Critics have argued that this ranking may not be the best way to compare AI models as it combines different types of hallucination.
“The leaderboard results may not be the best way to judge this technology because LLMs aren’t designed specifically to summarise texts.”
– Emily Bender, University of Washington, Source: NewScientist
Breaking Down Hallucination Rates: Insights from AIMultiple
Tech outfit AI Multiple recently conducted a study to see how often different large language models (LLMs) hallucinate. To test this, they asked 60 fact-based questions pulled from real CNN news articles, covering topics like oil prices, scientific breakthroughs, and art history. Then they compared the models’ answers to the actual facts. Their numbers reflect very different measurement than Vectara.
The Results:
- GPT-4.5 (by OpenAI): Had the lowest hallucination rate at just (just?) 15%, making it the most reliable model in their test.

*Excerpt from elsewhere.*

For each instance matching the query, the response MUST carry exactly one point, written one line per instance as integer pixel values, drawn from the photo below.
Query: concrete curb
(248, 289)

- Other models: A range of models from Anthropic, Mistral, Meta, DeepSeek, Google, and xAI scored between 15-39%. Interestingly, GPT 4.1 was the least accurate, meaning OpenAI had both the least and most accurate models in the AIMultiple review.
The HalluLens Paper (arXiv:2504.17550)
A recent study took a closer look at how often today’s top AI models hallucinate via the new “HalluLens” benchmark framework. The researchers tested a variety of AI models using different tasks to measure how accurate, consistent, and cautious each model is.
Example Results:
GPT-4o (by OpenAI)
Hallucination Rate: 45.15%
Correct Answer Rate: 52.59% (the highest among all tested models)
False Refusal Rate: Just 4.13%
What this means: GPT-4o rarely refused to answer questions and got the most right, but when it did give wrong answers, it was more likely to hallucinate.
Llama-3.1-405B-Instruct
Hallucination Rate: Lowest at 26.84%
False Refusal Rate: High at 56.77%
What this means: This model played it safe, refusing to answer over half the time. As a result, it hallucinated less but also missed a lot of chances to get answers right.
Real World Impact of AI Hallucination
Hallucinations can sometimes help AI models come up with creative or interesting ideas, but they also make it hard to trust them, especially in industries where accuracy really matters. For example:
- An AI model that constantly gives wrong information and always needs fact-checking won’t be a helpful research assistant.
- An AI assistant that hallucinates outdated policies can create serious risks for a company, potentially leading to customer dissatisfaction.
- A law firm wouldn’t be too comfortable using an AI model that adds incorrect details into client contracts.
How Researchers ARE Trying to Stop Hallucinations
Many researchers believe it’s impossible to completely stop AI bots from hallucinating. A range of options have been explored (discussed in more detail here). One idea is teaching AI to express uncertainty.
“Some researchers have proposed teaching AI models uncertainty, or the ability to say, ‘I don’t know,’ to avoid producing falsehoods.”
– Wall Street Journal
Another technique is self‑reflection, where a model is asked to examine it’s own answer for errors and correct them.
The most common in practice is called retrieval-augmented generation or RAG. This method lets the AI search for real documents related to a question before giving an answer, instead of just relying on data stored in its memory. This approach helps ground its responses in real information.
Bottomline: Should You Trust AI CHATBOTS?
If you look at the hallucination rates you can see that anywhere from 1-5%+ of the time an AI answer will contain a flaw. 95% of you’d be safe trusting them. The more important the task, the more sure you need to be the model didn’t mess it up.
You can trust AI chatbots but verify the facts.
In some AI models, hallucination rates are improving, while in others, the risk of error still remains. Until a solution is found, AI hallucinations are just something we have to live with. The safest thing to do is always fact-check everything.